Meebo lets you IM from any desktop

* IMing with Meebo is almost perfect

Making it possible to communicate from anywhere, on any platform to anyone is a primary interest of communication service providers everywhere. First it was Webmail, which allowed you to check your e-mail from any PC with a browser. Then came Webmail and true e-mail on cell phones followed by instant messaging on cell phones. Now we have IM on the Web.

A start-up company, Meebo, has launched an eponymous service that allows you to log on to your AIM, ICQ, Yahoo Messenger, Jabber, GTalk, or MSN Messenger account and send and receive IMs.

This really is a clever idea. Once you log on to an IM account Meebo uses Ajax to create a client-side desktop with a list of your contacts down the right hand side and floating panels for each open conversation. That's it, it just works! How insanely great is that?

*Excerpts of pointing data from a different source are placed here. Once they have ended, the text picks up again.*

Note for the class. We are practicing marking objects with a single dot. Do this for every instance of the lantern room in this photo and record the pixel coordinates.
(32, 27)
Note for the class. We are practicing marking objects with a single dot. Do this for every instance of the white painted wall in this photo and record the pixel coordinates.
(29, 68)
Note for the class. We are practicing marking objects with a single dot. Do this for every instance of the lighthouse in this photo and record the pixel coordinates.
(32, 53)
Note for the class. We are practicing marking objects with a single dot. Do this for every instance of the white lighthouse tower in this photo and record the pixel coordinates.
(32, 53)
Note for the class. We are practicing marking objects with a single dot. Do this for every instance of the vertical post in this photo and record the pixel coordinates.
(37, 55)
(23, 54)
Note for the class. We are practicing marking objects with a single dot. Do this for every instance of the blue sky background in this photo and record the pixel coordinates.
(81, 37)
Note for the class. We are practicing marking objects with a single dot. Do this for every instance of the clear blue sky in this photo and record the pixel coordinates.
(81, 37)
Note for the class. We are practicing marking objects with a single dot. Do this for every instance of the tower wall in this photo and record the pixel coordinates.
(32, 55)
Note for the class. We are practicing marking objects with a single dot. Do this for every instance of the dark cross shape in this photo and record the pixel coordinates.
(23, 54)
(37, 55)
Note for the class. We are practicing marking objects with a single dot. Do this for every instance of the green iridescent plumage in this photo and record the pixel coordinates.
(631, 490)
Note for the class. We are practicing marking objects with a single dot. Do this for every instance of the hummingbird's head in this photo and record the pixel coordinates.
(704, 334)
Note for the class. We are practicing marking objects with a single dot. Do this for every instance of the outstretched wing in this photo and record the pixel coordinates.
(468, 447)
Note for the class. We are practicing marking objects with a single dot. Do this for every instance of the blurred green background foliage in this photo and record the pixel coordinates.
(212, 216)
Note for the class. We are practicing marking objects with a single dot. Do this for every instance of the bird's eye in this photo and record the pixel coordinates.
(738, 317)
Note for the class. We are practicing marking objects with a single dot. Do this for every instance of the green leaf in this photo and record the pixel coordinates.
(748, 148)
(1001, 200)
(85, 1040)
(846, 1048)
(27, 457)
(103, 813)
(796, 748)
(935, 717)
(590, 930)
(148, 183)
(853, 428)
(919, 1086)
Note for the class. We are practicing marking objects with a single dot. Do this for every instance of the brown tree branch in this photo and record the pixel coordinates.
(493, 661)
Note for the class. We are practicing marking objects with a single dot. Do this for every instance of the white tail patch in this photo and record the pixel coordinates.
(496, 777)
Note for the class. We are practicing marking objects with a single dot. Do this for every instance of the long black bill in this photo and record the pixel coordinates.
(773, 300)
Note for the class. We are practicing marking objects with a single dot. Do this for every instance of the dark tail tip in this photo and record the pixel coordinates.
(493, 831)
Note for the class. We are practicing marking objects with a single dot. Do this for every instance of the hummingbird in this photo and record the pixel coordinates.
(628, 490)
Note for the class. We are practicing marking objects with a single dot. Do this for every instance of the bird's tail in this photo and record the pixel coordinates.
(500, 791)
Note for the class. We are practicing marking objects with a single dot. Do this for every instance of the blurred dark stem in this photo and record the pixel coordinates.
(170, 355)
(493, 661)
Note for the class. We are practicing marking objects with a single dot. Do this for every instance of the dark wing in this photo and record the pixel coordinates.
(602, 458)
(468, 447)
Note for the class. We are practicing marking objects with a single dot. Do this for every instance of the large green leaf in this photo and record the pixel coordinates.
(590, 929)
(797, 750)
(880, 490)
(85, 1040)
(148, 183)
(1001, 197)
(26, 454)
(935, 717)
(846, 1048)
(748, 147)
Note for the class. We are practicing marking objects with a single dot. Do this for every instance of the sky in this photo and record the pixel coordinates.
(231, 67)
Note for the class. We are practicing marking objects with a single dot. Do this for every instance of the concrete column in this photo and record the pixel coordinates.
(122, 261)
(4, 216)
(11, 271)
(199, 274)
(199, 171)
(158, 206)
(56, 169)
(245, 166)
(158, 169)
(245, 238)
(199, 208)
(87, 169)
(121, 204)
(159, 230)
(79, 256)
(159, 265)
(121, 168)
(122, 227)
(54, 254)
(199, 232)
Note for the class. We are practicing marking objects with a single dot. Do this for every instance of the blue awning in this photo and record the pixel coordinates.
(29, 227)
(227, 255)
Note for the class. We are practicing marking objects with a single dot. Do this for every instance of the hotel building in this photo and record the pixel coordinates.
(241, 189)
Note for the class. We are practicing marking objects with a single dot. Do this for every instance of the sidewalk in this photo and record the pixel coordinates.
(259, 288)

Now you might look at this system and wonder why Meebo doesn't use SSL to ensure that passwords are secured. The company has its reasons: because it uses Asynchronous JavaScript and XML. Meebo says: "We can only make requests to the same server and protocol as the originating Web page - so, if you request from https, the server has to be https, and the same goes for http."

The technique Meebo uses instead of SSL is to encrypt your login password using JavaScript with a 1024-bit RSA key and decrypt it server-side using OpenSSL - check out an explanation of this at the Meebo blog.

Meebo also notes that: "For most people, SSL is not very responsive and a lot harder to scale, which means that the Meebo experience wouldn't be very useful, or fun. So to keep true to the Ajax model of fast and lightweight Webware and address security concerns, we've chosen the password encryption route."

This is a tremendous idea and in the blog, Meebo has many very positive comments from all sorts of people who have found Meebo incredibly useful when they couldn't get access to a regular IM client (soldiers in Iraq number among their most enthusiastic users).

Meebo is almost perfect. My only complaint is that to figure out what Meebo is doing you have to dig around on its site. Even the information about how it secures passwords isn't easily found. What it needs is a "What is this all about?" link on its home page. Then Meebo would be perfect.